Definition
Data cleaning is the process of identifying and correcting data that are inaccurate, missing, or incomplete. Data cleaning tasks can include removing duplicate records, investigating extreme values (e.g., outliers), converting dates from one format to another, removing unwanted text, splitting multiple data points in a cell into separate cells, or coding missing or NA values.
Using a regular expression (regex) in OpenRefine to identify a pattern or sequence within text and removing and/or replacing it (e.g., finding all “NA” values and replacing it with -999).
Similar Terms
Tidyverse is a collection of open source R packages, several of which can be used for data wrangling and cleaning.
Pandas in a collection of open source Python libraries for data manipulation and analysis.
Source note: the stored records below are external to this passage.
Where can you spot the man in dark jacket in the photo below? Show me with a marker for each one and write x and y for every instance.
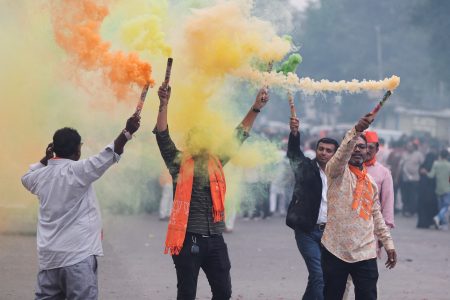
(307, 212)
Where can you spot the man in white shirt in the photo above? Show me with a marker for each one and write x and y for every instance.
(69, 221)
(307, 212)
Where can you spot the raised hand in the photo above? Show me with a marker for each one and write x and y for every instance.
(364, 122)
(294, 124)
(133, 123)
(261, 98)
(164, 94)
(392, 259)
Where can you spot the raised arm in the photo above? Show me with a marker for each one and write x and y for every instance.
(261, 99)
(169, 151)
(29, 180)
(294, 153)
(243, 129)
(90, 169)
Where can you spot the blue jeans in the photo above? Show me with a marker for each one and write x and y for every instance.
(444, 202)
(309, 246)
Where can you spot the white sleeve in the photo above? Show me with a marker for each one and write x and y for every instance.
(88, 170)
(29, 180)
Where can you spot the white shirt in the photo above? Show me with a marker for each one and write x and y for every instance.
(323, 203)
(69, 220)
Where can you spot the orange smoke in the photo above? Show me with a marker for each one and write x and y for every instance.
(76, 26)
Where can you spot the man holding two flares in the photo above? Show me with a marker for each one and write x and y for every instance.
(194, 235)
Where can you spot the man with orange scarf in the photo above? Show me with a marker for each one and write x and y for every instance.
(194, 235)
(354, 215)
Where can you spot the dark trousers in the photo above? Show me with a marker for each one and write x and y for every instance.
(212, 259)
(410, 190)
(309, 245)
(335, 272)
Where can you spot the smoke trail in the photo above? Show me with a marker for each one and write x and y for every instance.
(225, 37)
(310, 86)
(144, 31)
(76, 26)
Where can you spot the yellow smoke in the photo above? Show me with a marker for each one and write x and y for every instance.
(309, 86)
(143, 29)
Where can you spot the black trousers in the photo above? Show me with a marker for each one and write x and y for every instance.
(212, 258)
(335, 273)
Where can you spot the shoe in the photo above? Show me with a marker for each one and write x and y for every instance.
(228, 230)
(436, 222)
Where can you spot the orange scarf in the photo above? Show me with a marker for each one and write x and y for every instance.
(363, 193)
(176, 231)
(371, 162)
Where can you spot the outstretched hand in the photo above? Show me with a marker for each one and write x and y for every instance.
(133, 123)
(392, 259)
(294, 124)
(164, 94)
(364, 122)
(261, 98)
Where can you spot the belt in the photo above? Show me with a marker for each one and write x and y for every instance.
(321, 226)
(204, 235)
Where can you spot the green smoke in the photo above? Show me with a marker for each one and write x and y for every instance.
(291, 64)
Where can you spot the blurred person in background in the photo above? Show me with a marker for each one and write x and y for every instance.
(427, 204)
(441, 171)
(409, 178)
(383, 152)
(393, 162)
(382, 177)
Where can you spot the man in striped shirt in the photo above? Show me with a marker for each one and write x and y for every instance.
(354, 215)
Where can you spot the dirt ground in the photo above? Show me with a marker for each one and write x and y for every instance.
(265, 262)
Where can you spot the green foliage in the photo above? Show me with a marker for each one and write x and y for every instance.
(341, 41)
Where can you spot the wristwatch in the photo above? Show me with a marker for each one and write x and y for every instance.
(127, 134)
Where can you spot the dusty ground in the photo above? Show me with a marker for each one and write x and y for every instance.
(265, 262)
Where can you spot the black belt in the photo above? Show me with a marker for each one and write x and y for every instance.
(321, 226)
(199, 235)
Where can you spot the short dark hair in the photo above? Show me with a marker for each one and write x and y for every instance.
(364, 138)
(328, 141)
(65, 142)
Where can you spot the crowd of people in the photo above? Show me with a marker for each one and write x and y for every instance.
(413, 192)
(339, 202)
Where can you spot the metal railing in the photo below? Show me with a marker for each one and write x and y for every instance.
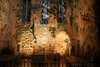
(13, 63)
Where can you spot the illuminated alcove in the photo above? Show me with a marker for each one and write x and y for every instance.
(47, 38)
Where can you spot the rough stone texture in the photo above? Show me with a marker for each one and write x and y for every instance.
(81, 26)
(84, 29)
(8, 19)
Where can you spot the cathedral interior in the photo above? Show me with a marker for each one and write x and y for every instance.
(49, 33)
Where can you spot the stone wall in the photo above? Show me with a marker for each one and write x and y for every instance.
(83, 28)
(8, 18)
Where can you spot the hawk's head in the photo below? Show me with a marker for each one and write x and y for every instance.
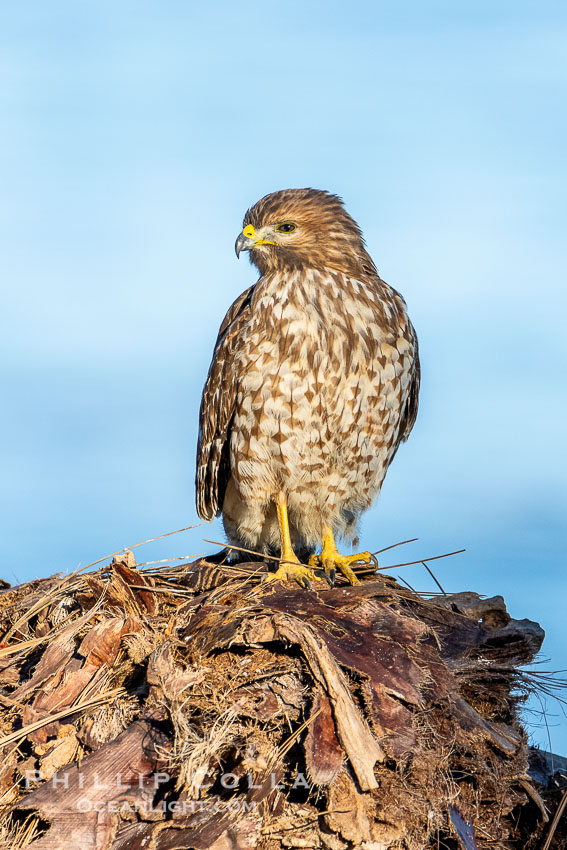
(303, 228)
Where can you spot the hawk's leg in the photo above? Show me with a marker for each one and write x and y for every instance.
(290, 566)
(330, 560)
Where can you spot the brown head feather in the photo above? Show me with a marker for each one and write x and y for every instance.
(326, 235)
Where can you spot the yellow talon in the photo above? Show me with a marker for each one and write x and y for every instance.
(290, 567)
(330, 560)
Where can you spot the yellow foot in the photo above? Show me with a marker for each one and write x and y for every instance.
(293, 572)
(330, 560)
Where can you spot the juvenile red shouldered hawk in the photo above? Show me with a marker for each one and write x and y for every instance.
(313, 384)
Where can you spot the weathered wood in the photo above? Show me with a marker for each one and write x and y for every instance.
(364, 716)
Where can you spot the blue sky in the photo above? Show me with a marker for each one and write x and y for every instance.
(133, 137)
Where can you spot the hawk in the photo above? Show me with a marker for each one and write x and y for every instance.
(313, 384)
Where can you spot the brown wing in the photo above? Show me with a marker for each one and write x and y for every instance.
(217, 409)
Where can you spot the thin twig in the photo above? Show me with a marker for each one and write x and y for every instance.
(393, 546)
(555, 821)
(19, 734)
(411, 563)
(434, 579)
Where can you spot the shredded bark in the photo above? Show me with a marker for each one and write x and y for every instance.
(198, 707)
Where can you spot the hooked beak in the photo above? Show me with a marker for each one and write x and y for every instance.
(243, 243)
(249, 239)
OpenRefine is a user-friendly, point-and-click tool for working with messy data.
Relevant Literature
Hadley Wickham’s well-known article “Tidy Data” (2014) explains the tidy approach wherein every variable is a column, every observation is a row, and each type of observational unit is a table. This, in turn, is the basis for “long”, rather than “wide” data.
Critical Perspective: In “Against Cleaning”, Katie Rawson and Trevor Muñoz discuss the impact of data cleaning and the need to scrutinize the bias and assumptions involved in the data cleaning process and the implications of words like “cleaning” and “messy.”